Feng’s cell phone chirped. He checked the screen and motioned violently toward the stairs. A few moments later Feng and the Mongolian disappeared, slamming the steel door behind them.
Pearce sat in the rickety chair, shoulders aching, shrouded in the lightless bag. The room was silent now except for his heavy breathing. He didn’t want to hyperventilate. Fought to control it. The bag was stuffy, close. But that wasn’t the worst. He felt like a miner trapped a thousand feet below the earth when the lights go out and the roof caves in. He prayed Ian would find him before the sightless black dragged him down into madness. He focused his mind on the one possible thing that could save him: the Pearce Systems tracker embedded in his gut.
It was his only hope.
FORTY-THREE
Still no luck.”
Ian’s charming brogue had softened recently, Myers noticed. Too long in the States. “Can’t you do anything?”
The Scotsman shook his head solemnly. “If Troy is behind a thick wall or underground, we’ll never find his tracker signal, and unless they move him quickly out in the open, he’ll be lost for a while. We’re losing the satellite feed in ten more minutes.”

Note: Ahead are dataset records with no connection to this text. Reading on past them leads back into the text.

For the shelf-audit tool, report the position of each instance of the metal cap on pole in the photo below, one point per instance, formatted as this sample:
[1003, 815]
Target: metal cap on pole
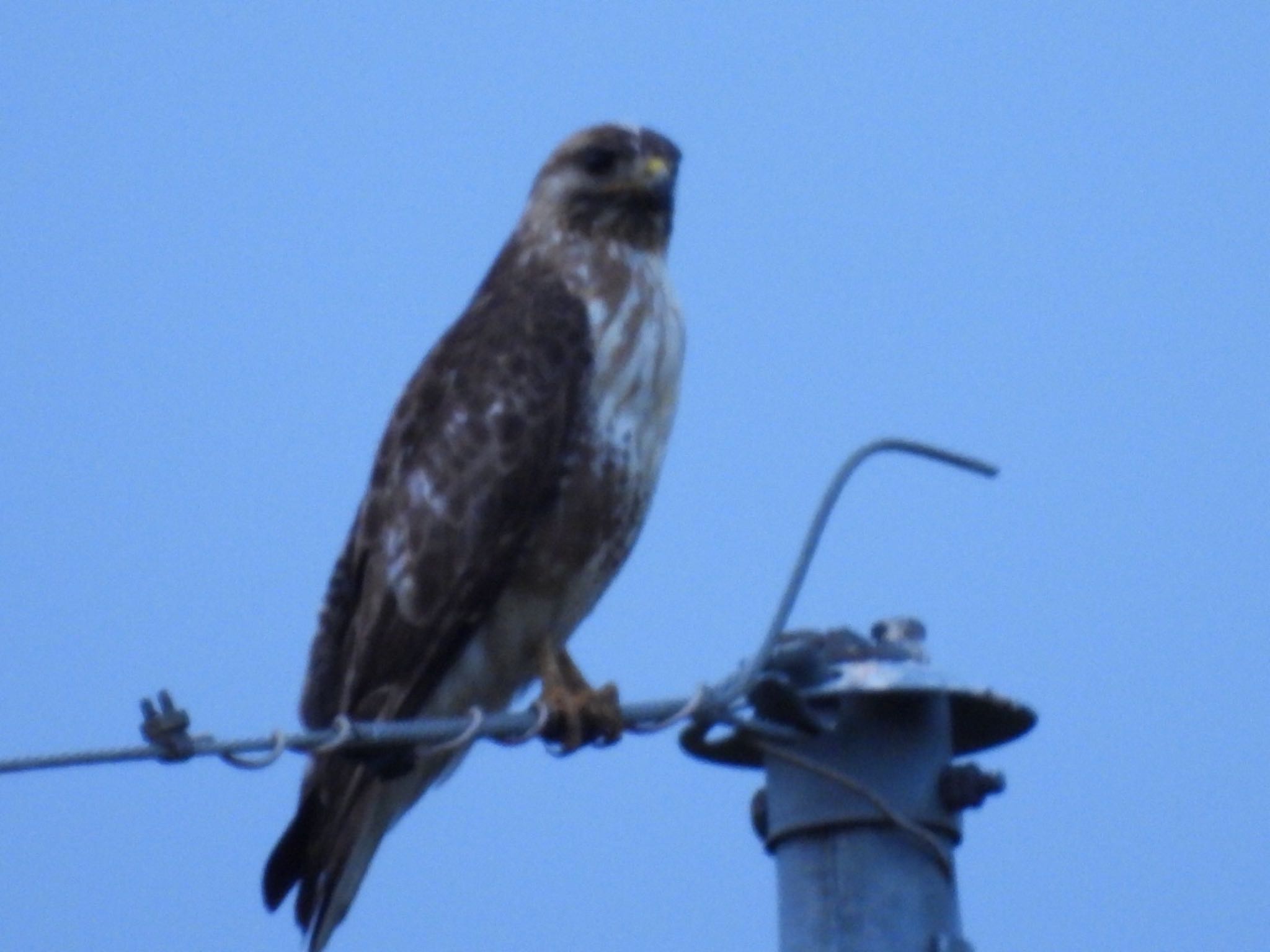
[863, 804]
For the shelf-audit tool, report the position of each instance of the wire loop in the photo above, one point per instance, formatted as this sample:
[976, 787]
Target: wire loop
[258, 763]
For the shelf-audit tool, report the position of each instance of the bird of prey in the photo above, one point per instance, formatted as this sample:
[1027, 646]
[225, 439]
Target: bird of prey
[508, 489]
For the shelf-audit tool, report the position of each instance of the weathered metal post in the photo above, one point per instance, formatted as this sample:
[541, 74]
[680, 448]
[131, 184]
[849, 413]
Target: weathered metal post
[863, 803]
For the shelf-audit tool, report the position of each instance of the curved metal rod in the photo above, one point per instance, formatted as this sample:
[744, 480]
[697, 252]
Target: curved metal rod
[733, 689]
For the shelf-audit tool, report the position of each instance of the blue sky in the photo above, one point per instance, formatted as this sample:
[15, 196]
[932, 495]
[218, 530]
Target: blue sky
[1036, 232]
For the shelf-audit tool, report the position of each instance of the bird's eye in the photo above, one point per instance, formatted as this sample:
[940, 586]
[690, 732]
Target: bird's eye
[597, 161]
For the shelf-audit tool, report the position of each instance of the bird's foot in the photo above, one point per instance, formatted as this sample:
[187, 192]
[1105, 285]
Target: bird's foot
[578, 716]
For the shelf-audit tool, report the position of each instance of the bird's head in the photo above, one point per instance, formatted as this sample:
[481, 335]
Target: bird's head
[609, 182]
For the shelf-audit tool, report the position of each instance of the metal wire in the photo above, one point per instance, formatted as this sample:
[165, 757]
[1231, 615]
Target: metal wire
[506, 728]
[893, 816]
[166, 726]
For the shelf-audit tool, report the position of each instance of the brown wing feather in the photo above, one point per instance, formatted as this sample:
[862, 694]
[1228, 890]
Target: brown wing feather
[470, 461]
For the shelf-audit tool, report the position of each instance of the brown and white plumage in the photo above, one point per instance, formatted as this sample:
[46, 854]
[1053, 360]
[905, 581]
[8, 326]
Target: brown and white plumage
[508, 489]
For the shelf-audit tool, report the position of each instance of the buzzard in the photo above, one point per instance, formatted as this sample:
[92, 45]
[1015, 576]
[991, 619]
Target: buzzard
[508, 489]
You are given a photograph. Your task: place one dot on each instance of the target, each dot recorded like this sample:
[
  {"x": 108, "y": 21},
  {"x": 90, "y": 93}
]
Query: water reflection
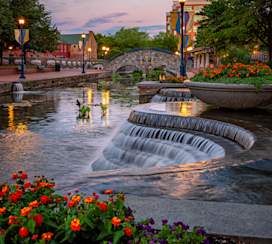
[
  {"x": 19, "y": 129},
  {"x": 105, "y": 102}
]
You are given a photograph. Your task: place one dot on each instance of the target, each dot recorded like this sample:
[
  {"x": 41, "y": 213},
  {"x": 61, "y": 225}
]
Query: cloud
[
  {"x": 106, "y": 19},
  {"x": 152, "y": 28}
]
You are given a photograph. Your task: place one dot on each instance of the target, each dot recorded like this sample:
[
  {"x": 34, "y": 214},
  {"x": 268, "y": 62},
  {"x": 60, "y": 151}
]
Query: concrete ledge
[
  {"x": 230, "y": 219},
  {"x": 29, "y": 85}
]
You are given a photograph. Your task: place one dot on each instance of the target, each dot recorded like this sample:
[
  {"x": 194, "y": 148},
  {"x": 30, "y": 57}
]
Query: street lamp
[
  {"x": 182, "y": 62},
  {"x": 89, "y": 51},
  {"x": 21, "y": 22},
  {"x": 83, "y": 36}
]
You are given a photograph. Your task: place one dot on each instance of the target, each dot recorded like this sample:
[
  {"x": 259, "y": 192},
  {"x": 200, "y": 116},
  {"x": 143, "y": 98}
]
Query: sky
[{"x": 108, "y": 16}]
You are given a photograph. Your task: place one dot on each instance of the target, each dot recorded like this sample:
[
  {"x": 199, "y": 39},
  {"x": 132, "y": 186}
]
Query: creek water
[{"x": 43, "y": 136}]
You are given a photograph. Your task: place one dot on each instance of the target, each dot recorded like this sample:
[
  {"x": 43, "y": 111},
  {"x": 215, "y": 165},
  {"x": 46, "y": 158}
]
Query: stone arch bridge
[{"x": 145, "y": 59}]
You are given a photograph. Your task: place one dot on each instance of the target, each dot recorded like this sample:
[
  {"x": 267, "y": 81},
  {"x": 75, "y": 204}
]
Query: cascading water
[
  {"x": 17, "y": 87},
  {"x": 138, "y": 146},
  {"x": 172, "y": 95}
]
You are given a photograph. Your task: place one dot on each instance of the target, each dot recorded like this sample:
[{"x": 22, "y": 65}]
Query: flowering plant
[
  {"x": 31, "y": 212},
  {"x": 237, "y": 70}
]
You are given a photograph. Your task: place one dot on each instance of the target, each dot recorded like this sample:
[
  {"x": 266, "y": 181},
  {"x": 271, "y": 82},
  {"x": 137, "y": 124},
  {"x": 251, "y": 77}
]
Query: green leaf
[{"x": 117, "y": 236}]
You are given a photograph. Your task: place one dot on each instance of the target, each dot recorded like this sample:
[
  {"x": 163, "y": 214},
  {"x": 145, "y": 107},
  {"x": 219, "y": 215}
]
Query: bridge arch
[{"x": 144, "y": 59}]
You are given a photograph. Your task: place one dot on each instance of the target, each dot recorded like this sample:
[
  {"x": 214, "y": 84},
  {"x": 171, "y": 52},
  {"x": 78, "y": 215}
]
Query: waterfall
[
  {"x": 138, "y": 146},
  {"x": 17, "y": 87},
  {"x": 172, "y": 95},
  {"x": 229, "y": 131}
]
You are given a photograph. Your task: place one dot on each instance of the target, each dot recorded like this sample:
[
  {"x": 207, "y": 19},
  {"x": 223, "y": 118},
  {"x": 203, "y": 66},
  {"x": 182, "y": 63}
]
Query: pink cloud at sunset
[{"x": 107, "y": 16}]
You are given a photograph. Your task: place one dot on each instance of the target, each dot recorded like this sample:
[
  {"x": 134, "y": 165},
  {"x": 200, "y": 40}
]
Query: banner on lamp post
[{"x": 21, "y": 36}]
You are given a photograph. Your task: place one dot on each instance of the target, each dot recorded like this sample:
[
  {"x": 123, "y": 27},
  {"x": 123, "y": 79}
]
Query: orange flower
[
  {"x": 116, "y": 222},
  {"x": 3, "y": 210},
  {"x": 75, "y": 225},
  {"x": 5, "y": 189},
  {"x": 34, "y": 237},
  {"x": 23, "y": 232},
  {"x": 47, "y": 236},
  {"x": 88, "y": 200},
  {"x": 103, "y": 206},
  {"x": 107, "y": 192},
  {"x": 34, "y": 204},
  {"x": 128, "y": 231},
  {"x": 25, "y": 211},
  {"x": 76, "y": 198}
]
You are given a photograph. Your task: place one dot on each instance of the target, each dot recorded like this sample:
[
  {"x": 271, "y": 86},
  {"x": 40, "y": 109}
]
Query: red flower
[
  {"x": 27, "y": 185},
  {"x": 12, "y": 220},
  {"x": 34, "y": 204},
  {"x": 25, "y": 211},
  {"x": 103, "y": 206},
  {"x": 34, "y": 237},
  {"x": 116, "y": 222},
  {"x": 23, "y": 232},
  {"x": 47, "y": 236},
  {"x": 23, "y": 176},
  {"x": 75, "y": 225},
  {"x": 128, "y": 231},
  {"x": 14, "y": 197},
  {"x": 45, "y": 199},
  {"x": 38, "y": 219},
  {"x": 14, "y": 176},
  {"x": 3, "y": 210},
  {"x": 107, "y": 192}
]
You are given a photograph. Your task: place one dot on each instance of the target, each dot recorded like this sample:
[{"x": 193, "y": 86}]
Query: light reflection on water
[{"x": 48, "y": 139}]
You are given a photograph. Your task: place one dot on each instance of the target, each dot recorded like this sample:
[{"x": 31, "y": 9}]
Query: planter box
[{"x": 233, "y": 96}]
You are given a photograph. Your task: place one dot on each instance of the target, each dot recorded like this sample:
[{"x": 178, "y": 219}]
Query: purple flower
[
  {"x": 201, "y": 231},
  {"x": 164, "y": 221},
  {"x": 151, "y": 221}
]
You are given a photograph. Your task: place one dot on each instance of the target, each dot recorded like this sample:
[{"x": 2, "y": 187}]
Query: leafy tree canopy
[
  {"x": 240, "y": 23},
  {"x": 43, "y": 34}
]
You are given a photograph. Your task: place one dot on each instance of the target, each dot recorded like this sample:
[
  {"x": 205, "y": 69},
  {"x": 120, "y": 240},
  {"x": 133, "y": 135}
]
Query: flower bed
[
  {"x": 31, "y": 212},
  {"x": 256, "y": 74}
]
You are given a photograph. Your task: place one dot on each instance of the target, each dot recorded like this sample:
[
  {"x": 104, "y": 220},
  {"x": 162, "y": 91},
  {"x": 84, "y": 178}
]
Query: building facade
[
  {"x": 192, "y": 19},
  {"x": 70, "y": 46}
]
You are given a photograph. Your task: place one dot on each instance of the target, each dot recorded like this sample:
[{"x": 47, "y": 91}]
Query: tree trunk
[
  {"x": 270, "y": 52},
  {"x": 1, "y": 54}
]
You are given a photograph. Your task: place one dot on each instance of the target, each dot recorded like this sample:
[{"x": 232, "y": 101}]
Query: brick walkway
[{"x": 47, "y": 75}]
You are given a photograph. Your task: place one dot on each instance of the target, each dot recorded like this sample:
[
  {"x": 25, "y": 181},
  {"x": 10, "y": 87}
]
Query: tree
[
  {"x": 44, "y": 35},
  {"x": 240, "y": 23}
]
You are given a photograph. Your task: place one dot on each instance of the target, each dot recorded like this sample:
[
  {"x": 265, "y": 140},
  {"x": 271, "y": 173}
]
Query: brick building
[
  {"x": 191, "y": 8},
  {"x": 70, "y": 46}
]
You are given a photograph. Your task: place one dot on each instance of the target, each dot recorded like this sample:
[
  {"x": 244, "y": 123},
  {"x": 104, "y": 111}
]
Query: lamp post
[
  {"x": 83, "y": 36},
  {"x": 182, "y": 61},
  {"x": 89, "y": 52},
  {"x": 21, "y": 25}
]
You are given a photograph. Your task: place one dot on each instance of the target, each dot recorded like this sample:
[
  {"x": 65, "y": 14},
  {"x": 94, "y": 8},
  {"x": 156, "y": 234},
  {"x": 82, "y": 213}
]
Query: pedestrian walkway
[{"x": 47, "y": 75}]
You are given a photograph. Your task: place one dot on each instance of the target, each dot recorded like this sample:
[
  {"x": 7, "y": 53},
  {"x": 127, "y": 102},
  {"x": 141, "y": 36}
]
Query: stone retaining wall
[{"x": 30, "y": 85}]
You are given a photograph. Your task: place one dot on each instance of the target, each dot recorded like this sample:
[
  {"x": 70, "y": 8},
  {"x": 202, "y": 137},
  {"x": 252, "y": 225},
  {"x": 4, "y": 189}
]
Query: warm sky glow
[{"x": 107, "y": 16}]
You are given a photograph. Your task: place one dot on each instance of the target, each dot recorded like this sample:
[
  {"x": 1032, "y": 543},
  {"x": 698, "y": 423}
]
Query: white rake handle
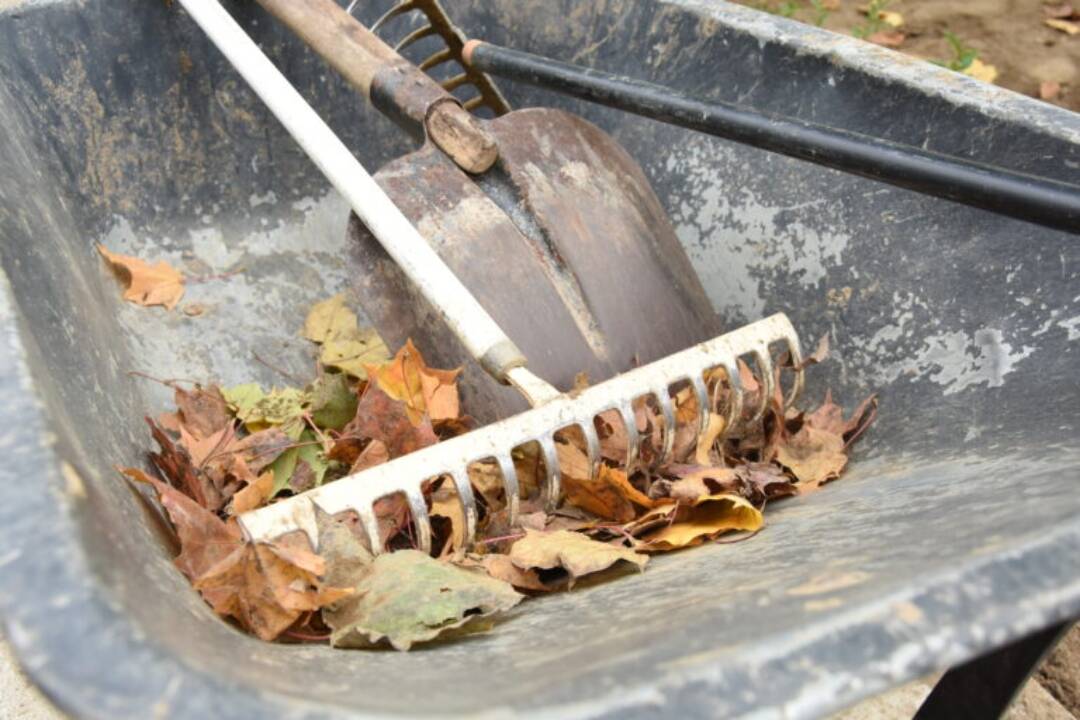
[{"x": 477, "y": 330}]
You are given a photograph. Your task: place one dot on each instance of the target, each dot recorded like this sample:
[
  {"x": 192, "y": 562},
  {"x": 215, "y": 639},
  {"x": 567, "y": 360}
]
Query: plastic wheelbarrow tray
[{"x": 956, "y": 530}]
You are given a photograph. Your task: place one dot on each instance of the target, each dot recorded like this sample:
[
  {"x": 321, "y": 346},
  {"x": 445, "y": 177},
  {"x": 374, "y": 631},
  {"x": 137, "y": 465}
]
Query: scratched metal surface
[{"x": 957, "y": 530}]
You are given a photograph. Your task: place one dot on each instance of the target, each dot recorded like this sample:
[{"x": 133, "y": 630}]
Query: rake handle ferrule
[{"x": 394, "y": 85}]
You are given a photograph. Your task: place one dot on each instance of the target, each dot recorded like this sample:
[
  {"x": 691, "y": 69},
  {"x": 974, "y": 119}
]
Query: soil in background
[{"x": 1010, "y": 35}]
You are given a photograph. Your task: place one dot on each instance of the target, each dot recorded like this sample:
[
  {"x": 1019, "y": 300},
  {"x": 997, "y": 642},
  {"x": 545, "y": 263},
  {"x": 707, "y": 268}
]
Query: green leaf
[
  {"x": 407, "y": 597},
  {"x": 243, "y": 398},
  {"x": 285, "y": 464},
  {"x": 352, "y": 351},
  {"x": 333, "y": 402},
  {"x": 314, "y": 457},
  {"x": 328, "y": 320}
]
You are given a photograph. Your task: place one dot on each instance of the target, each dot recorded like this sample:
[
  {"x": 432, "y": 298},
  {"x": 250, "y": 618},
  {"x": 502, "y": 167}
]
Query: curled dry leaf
[
  {"x": 424, "y": 390},
  {"x": 1049, "y": 90},
  {"x": 609, "y": 494},
  {"x": 379, "y": 417},
  {"x": 1061, "y": 11},
  {"x": 266, "y": 587},
  {"x": 704, "y": 518},
  {"x": 984, "y": 71},
  {"x": 1063, "y": 26},
  {"x": 571, "y": 551},
  {"x": 145, "y": 284},
  {"x": 407, "y": 597},
  {"x": 502, "y": 568},
  {"x": 813, "y": 456}
]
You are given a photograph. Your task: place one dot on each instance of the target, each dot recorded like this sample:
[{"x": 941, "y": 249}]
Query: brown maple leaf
[
  {"x": 175, "y": 464},
  {"x": 202, "y": 411},
  {"x": 424, "y": 390},
  {"x": 205, "y": 540},
  {"x": 379, "y": 417},
  {"x": 145, "y": 284}
]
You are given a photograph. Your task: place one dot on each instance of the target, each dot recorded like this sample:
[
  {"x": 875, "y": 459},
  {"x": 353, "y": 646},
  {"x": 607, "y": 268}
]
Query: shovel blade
[{"x": 563, "y": 242}]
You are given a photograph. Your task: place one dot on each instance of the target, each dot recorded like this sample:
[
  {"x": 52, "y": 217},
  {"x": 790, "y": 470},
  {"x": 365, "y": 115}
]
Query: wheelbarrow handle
[
  {"x": 481, "y": 335},
  {"x": 393, "y": 84},
  {"x": 996, "y": 189}
]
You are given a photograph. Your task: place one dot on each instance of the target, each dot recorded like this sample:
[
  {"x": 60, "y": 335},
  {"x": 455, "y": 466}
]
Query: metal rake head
[
  {"x": 437, "y": 24},
  {"x": 453, "y": 458}
]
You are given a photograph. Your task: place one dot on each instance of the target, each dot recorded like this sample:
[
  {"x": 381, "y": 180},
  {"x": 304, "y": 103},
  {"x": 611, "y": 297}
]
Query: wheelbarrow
[{"x": 955, "y": 537}]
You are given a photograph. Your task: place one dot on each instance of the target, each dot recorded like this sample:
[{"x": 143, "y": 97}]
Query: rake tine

Myers paced the room, hardly noticing the plush carpet beneath her bare feet. She’d lost her husband and her son, and nearly lost Pearce almost two years ago in the Sahara. She’d cradled his unconscious body in her lap as Judy Hopper corkscrewed the plane through the air, making their escape. She couldn’t bear the thought of seeing him like that again.
Her laptop dinged. She raced over to it.
“Found her!” Myers shouted. An automated search of a classified photo database finally identified the woman in the video. Ian made a screen grab and tossed it into the NSA search engine. Maybe Lane couldn’t do anything to rescue Pearce at the moment, but at least the president could open up classified government resources for them with a phone call.
Ian rolled his chair over to the coffee table serving as Myers’s desk. “Dr. Weng Litong. Yes, I’ve heard of her. She runs the PLA’s robotic-weapons development program.”
“Makes sense she’d be in the same building with the Wu-14,” Myers said. “What’s her beef with Troy?”
“There’s no telling.” Ian tapped a few keys. Ran a loop of Myers’s video showing Weng whispering into Feng’s ear and Feng’s reaction. “Whatever she said to Feng sent him up. The question remains, what did she say?”